Canadian actress (born 1974)

Sonija Kwok Sin-nei (, born 22 July 1974) is a Hong Kong actress, model and beauty pageant titleholder who worked with TVB from 1999 to 2015. Since 2015 she has been managed by GAIA Entertainment.

== Early life ==
Kwok was born in Hong Kong and is of mixed three quarters Cantonese and one quarter English parentage. Kwok immigrated to Vancouver, British Columbia, Canada from Hong Kong. She initially attended the University of British Columbia, but transferred to Simon Fraser University where she completed her BA double major in Psychology and Economics. After obtaining her degree, Kwok joined Cathay Pacific as a flight attendant.

== Career ==
After a short stint as a flight attendant, Kwok returned to Hong Kong in 1999 and competed in the 1999 Miss Hong Kong pageant. During the semi-final, she won the Miss Photogenic award making her a favourite to win Miss Hong Kong following the precedent since 1996. She subsequently won the title "Miss Hong Kong" in July 1999 as well as Miss International Goodwill and Miss Intelligence. Coincidentally, all the winners of the Miss Hong Kong pageant spanning 1997 to 2000 are from Vancouver, British Columbia, Canada.

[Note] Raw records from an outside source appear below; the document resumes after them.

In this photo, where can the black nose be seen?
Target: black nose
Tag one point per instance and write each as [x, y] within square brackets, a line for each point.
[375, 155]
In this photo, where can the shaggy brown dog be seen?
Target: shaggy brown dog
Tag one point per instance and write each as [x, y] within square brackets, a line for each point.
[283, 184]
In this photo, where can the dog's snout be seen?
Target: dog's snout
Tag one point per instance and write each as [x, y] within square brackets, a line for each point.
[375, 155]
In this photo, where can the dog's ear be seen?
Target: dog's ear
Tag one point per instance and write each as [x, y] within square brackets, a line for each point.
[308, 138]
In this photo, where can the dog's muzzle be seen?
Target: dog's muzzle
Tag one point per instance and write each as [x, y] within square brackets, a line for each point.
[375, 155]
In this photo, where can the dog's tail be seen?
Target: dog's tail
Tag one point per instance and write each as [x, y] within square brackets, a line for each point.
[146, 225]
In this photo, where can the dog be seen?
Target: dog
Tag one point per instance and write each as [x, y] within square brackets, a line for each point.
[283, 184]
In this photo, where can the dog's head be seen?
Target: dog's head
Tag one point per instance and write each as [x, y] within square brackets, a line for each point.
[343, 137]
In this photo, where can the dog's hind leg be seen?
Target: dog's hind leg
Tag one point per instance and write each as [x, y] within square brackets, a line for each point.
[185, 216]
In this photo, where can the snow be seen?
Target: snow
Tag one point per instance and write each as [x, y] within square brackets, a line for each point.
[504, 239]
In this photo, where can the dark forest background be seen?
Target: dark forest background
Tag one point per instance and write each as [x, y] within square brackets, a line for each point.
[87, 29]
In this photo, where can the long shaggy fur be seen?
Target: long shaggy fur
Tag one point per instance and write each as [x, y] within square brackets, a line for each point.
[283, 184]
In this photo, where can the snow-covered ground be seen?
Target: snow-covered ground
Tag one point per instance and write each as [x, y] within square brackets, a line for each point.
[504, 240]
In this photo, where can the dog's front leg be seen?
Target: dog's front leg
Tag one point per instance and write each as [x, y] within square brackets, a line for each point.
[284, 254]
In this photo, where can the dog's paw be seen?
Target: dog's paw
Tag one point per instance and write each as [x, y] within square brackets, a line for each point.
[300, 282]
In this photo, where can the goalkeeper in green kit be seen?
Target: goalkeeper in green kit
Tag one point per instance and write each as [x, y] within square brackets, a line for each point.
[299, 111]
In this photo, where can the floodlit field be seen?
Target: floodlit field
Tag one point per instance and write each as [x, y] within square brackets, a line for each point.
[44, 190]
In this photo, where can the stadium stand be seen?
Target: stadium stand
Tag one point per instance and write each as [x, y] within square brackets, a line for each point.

After winning the "Miss Hong Kong" title, Kwok appeared in numerous TVB events. In February 2000, she represented Hong Kong at the 2000 Miss Chinese International pageant in Las Vegas, Nevada. She was crowned as the winner and also won two other awards. She is considered one of the most successful winners, as she, Michelle Reis, Hera Chan, and Grace Chan are the only three Miss Hong Kong pageant winners to have held both titles. Reis was the winner for the pageant's inaugural year in 1988, while Chan won in 2014. After her success in both pageants, she represented Hong Kong at the Miss Universe 2000 pageant held in Cyprus. Although she did not feature in the top ten list, she was included in the top ten list of "Miss Photogenic" featured on the Miss Universe's website main page. She was the last representative from Hong Kong to participate in the Miss Universe contest until Miss Universe 2024.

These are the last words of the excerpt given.